How can you calculate a factor if you have the other factor and the product with overflows?

Question

a * x = b

I have a seemingly rather complicated multiplication / imul problem: if I have a and I have b, how can I calculate x if they're all 32-bit dwords (e.g. 0-1 = FFFFFFFF, FFFFFFFF+1 = 0)? For example:

0xcb9102df * x = 0x4d243a5d

In that case, x is 0x1908c643. I found a similar question but the premises were different and I'm hoping there's a simpler solution than those given.

Answer 1

Numbers have a modular multiplicative inverse modulo a power of two precisely iff they are odd.
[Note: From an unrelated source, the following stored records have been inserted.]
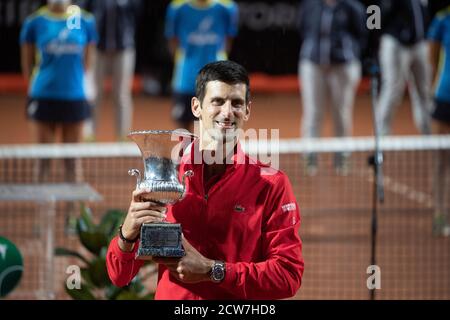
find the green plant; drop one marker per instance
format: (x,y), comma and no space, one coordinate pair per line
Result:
(95,283)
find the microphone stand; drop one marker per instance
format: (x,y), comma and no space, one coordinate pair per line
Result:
(376,161)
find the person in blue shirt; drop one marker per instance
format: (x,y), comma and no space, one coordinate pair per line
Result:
(56,43)
(199,32)
(439,39)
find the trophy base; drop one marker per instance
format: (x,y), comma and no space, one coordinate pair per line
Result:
(160,240)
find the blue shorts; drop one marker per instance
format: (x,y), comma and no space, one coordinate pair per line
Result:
(182,111)
(48,110)
(441,111)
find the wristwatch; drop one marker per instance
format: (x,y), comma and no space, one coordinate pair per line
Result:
(218,271)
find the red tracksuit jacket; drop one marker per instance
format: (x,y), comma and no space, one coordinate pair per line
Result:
(249,218)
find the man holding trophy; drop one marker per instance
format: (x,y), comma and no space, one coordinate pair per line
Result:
(239,218)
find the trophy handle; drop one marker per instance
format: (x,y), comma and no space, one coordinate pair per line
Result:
(137,174)
(188,173)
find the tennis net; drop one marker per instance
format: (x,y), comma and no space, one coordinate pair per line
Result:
(336,201)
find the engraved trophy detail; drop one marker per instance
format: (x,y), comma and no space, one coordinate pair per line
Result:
(161,151)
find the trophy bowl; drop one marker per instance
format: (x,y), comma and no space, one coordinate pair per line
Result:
(161,151)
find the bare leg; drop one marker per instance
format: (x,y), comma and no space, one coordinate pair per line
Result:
(72,133)
(42,132)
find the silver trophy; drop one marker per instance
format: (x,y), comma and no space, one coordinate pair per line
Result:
(161,151)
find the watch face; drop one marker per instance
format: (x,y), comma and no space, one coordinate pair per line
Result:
(218,272)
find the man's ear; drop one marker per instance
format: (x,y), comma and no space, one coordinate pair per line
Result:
(196,107)
(247,111)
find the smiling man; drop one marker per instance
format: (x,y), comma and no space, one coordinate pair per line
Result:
(240,218)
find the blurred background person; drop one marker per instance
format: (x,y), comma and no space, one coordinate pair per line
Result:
(116,56)
(56,43)
(333,36)
(403,55)
(439,37)
(199,32)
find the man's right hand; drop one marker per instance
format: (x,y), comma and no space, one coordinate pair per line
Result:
(140,212)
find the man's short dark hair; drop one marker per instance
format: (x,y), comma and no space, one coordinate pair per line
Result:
(226,71)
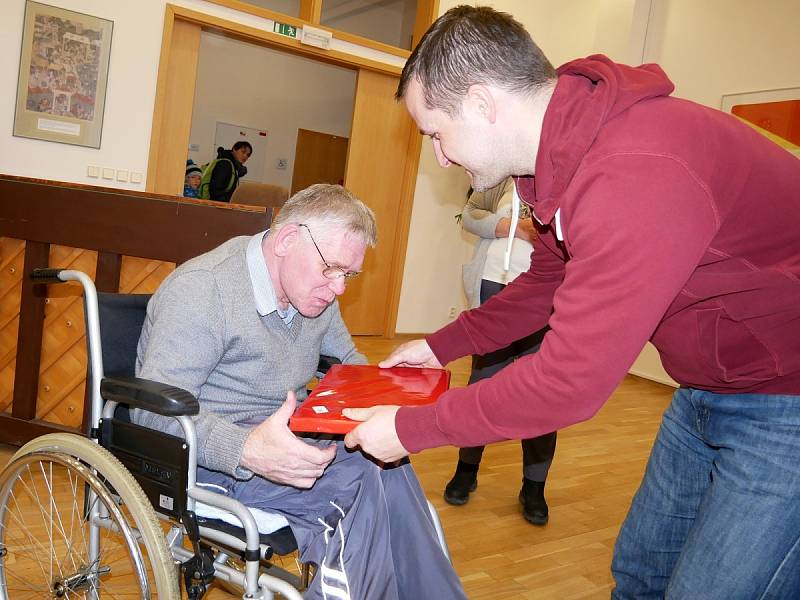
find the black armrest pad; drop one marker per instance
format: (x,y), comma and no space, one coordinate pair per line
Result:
(149,395)
(326,362)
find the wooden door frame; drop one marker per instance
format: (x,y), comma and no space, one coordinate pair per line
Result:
(179,54)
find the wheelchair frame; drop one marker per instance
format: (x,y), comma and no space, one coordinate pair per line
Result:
(109,485)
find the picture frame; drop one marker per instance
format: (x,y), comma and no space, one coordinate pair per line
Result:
(63,73)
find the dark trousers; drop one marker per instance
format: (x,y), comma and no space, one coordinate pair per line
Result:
(538,452)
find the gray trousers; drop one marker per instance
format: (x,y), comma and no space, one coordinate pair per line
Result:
(367,529)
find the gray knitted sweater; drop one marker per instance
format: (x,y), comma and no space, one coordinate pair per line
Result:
(203,334)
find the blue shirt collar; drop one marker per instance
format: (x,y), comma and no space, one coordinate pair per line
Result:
(263,292)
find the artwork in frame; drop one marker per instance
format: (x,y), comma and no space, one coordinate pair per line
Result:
(63,72)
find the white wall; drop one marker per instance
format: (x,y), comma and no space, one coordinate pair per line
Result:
(269,90)
(133,68)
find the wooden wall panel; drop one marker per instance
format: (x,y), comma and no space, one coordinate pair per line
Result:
(124,240)
(62,371)
(376,116)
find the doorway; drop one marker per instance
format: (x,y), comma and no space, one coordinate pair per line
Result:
(318,158)
(383,175)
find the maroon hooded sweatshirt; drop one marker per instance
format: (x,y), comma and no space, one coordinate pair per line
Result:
(680,225)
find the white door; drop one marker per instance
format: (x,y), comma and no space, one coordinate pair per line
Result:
(227,135)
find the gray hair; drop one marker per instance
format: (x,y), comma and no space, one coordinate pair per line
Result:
(327,208)
(471,45)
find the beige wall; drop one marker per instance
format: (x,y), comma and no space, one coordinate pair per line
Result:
(271,90)
(708,48)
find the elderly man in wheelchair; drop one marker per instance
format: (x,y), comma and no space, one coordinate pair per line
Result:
(226,335)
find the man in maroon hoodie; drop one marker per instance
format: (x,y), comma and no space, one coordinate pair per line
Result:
(664,221)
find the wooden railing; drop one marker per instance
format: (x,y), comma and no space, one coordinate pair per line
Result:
(129,240)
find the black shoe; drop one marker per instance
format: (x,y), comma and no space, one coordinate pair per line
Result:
(534,506)
(463,482)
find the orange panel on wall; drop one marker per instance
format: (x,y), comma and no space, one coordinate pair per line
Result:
(780,118)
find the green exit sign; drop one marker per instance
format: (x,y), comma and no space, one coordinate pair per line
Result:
(284,29)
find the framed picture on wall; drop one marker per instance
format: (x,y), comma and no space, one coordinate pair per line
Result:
(63,72)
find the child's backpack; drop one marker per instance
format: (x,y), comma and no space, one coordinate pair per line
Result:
(205,181)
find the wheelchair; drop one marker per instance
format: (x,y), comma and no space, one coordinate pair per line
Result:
(118,513)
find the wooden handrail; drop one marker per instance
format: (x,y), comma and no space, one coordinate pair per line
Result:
(113,222)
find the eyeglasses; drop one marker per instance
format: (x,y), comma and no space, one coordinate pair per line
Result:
(330,271)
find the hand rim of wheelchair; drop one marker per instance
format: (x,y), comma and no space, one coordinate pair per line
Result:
(87,465)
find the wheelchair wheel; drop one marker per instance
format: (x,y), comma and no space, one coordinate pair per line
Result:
(51,546)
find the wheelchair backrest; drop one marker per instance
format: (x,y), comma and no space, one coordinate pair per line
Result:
(121,321)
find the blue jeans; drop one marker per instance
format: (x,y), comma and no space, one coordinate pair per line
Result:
(717,515)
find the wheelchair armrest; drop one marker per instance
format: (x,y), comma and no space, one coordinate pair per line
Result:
(149,395)
(325,363)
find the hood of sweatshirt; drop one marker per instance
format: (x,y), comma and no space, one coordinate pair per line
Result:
(590,92)
(241,170)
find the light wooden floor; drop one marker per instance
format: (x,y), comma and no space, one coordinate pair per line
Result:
(597,468)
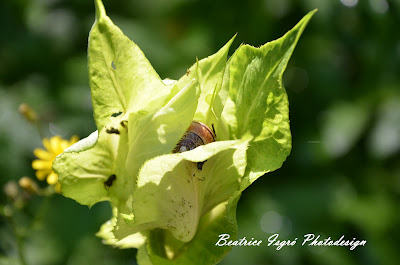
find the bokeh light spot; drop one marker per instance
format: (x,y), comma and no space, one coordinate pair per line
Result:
(349,3)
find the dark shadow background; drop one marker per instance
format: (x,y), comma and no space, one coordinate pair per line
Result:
(343,83)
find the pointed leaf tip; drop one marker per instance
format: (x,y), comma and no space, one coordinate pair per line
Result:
(100,10)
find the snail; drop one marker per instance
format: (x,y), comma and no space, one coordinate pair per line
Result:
(197,134)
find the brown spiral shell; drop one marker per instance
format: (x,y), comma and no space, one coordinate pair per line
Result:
(197,134)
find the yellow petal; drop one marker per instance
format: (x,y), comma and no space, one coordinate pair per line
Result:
(64,144)
(42,154)
(41,164)
(52,178)
(42,174)
(55,143)
(46,144)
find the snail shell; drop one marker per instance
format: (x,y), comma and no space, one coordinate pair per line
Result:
(197,134)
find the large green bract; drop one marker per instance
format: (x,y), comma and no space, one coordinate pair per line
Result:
(162,203)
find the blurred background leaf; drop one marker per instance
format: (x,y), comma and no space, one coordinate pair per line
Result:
(343,83)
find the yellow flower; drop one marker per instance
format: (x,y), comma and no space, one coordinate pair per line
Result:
(43,166)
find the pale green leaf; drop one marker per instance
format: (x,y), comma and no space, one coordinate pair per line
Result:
(121,77)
Everything else is a bit-shifted odd number (even zero, which might be anything, with all bits shifted out). So there are a couple of cases:

Given a * x = b

• tzcnt(a) > tzcnt(b) no solution
• tzcnt(a) <= tzcnt(b) solvable, with 2^tzcnt(a) solutions

The second case has a special case with 1 solution, for odd a, namely x = inverse(a) * b

More generally, x = inverse(a >> tzcnt(a)) * (b >> tzcnt(a)) is a solution, because you write a as (a >> tzcnt(a)) * (1 << tzcnt(a)), so we cancel the left factor with its inverse, we leave the right factor as part of the result (cannot be cancelled anyway) and then multiply by what remains to get it up to b. Still only works in the second case, obviously. If you wanted, you could enumerate all solutions by filling in all possibilities for the top tzcnt(a) bits.

The only thing that remains is getting the inverse, you've probably seen it in the other answer, whatever it was, but for completeness you can compute it as follows: (not tested)

; input x
dword y = (x * x) + x - 1;
dword t = y * x;
y *= 2 - t;
t = y * x;
y *= 2 - t;
t = y * x;
y *= 2 - t;
; result y